Kemajuan zaman ibarat pisau bermata dua bagi masyarakat adat. Kemajuan memang memudahkan kehidupan, tetapi di sisi lain berpotensi menggerus eksistensi budaya. Masyarakat adat sering mengalah dan menyesuaikan, tetapi tidak berarti menyerah.
Hari masih pagi, tetapi Imah Gede Kasepuhan Sinar Resmi di Desa Sirnaresmi, Kecamatan Cisolok, Kabupaten Sukabumi, Jawa Barat, sudah ramai, Jumat (4/1/2019). Sejumlah orang sibuk mencatat bantuan untuk penyintas longsor Kampung Garehong di desa itu. Imah gede ibarat aula dengan beragam fungsi, mulai dari tempat bermusyawarah hingga menampung tamu. Saat bencana datang, imah gede menjadi pos logistik.
Di sudut ruangan, sesepuh Kasepuhan Sinar Resmi Abah Asep Nugraha ikut mengawasi. Ikat hitam terlilit di kepala. Di sampingnya, ada buku dan telepon genggam. Walau ketat menerapkan nilai adat, warga Kasepuhan Sinar Resmi tak menutup diri dari kemajuan zaman.
”Pengaruh teknologi tidak bisa dihindari. Selama tak bertabrakan dengan nilai adat, masih boleh digunakan,” ujarnya.
Asep mencontohkan, telepon genggam sangat membantu komunikasi. Namun, jika berlebihan, bisa membuat orang menjadi tak peka kepada orang di sekitarnya.
Karena itu, Asep selalu mengingatkan para orangtua untuk membatasi penggunaan gawai oleh anak- anak. Orangtua didorong ajak anak sejak dini ke sawah. ”Bumi adalah punya Allah. Manusia hanya dititipi. Jadi, wajib menjaganya,” ucapnya.
Padi sejak lama menjadi penempa rasa kemanusiaan. Setiap rumah wajib memiliki leuit sebagai tempat penyimpanan padi hasil panen.
Tumpukan hasil panen bukan untuk pamer kekayaan, melainkan simbol kesejahteraan dan penjaga rasa berbagi. Padi tidak boleh dijual sebelum kebutuhan warga di sekitarnya terpenuhi.
Sebanyak 10 persen hasil panen wajib dialokasikan sebagai bagi hasil panen untuk anak yatim, fakir miskin, janda, dan orang yang dalam kesusahan. Dahulu, leuit dibangun minimal 50 meter dari rumah.

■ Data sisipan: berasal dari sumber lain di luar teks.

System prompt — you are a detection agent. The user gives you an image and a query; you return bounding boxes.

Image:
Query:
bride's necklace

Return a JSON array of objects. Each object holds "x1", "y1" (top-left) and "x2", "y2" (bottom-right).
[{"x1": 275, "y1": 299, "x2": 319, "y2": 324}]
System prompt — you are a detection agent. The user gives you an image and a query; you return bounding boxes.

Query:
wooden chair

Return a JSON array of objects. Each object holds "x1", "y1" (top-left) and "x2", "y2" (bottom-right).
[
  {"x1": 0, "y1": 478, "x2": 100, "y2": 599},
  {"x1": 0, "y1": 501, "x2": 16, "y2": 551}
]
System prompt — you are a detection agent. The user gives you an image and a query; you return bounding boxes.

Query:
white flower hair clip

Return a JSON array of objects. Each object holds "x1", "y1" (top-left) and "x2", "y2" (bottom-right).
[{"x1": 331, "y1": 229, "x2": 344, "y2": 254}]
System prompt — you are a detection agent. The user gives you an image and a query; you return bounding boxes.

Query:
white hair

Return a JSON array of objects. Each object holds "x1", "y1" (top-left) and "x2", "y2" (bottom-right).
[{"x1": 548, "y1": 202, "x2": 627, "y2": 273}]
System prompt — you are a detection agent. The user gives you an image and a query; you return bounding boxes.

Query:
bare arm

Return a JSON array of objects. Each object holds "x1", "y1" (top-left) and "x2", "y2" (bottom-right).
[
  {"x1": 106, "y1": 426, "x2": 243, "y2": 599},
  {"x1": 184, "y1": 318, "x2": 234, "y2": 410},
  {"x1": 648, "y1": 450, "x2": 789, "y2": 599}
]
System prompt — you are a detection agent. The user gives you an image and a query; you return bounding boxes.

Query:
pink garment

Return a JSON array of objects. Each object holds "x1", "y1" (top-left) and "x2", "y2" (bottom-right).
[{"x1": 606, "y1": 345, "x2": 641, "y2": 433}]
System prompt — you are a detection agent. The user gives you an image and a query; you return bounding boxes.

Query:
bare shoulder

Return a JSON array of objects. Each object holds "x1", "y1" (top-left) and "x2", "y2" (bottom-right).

Namun, saat ini banyak leuit dibangun dengan jarak tak sampai 10 meter dari rumah. Hal itu dimaklumi karena keterbatasan lahan.
Enih (55), warga Desa Sirnaresmi, menuturkan, masyarakat tak bisa menghindari perkembangan teknologi. Namun, nilai adat tak boleh ditawar. Salah satunya, kewajiban punya leuit di setiap rumah.
”Sekecil apa pun rumah, harus punya leuit. Ini untuk memastikan setiap warga bisa menolong orang lain,” katanya. Enih mengatakan, tidak ada warung nasi di desa itu. Nasi tidak boleh dijual untuk orang yang membutuhkan makanan.
Menurut Asep, warga Kasepuhan Sinar Resmi mempunyai filosofi nyanghulu ka hukum, nunjang ka nagara, mufakat jeung balarea. Artinya, patuh pada hukum, berpijak pada ketentuan negara, bermufakat bersama-sama.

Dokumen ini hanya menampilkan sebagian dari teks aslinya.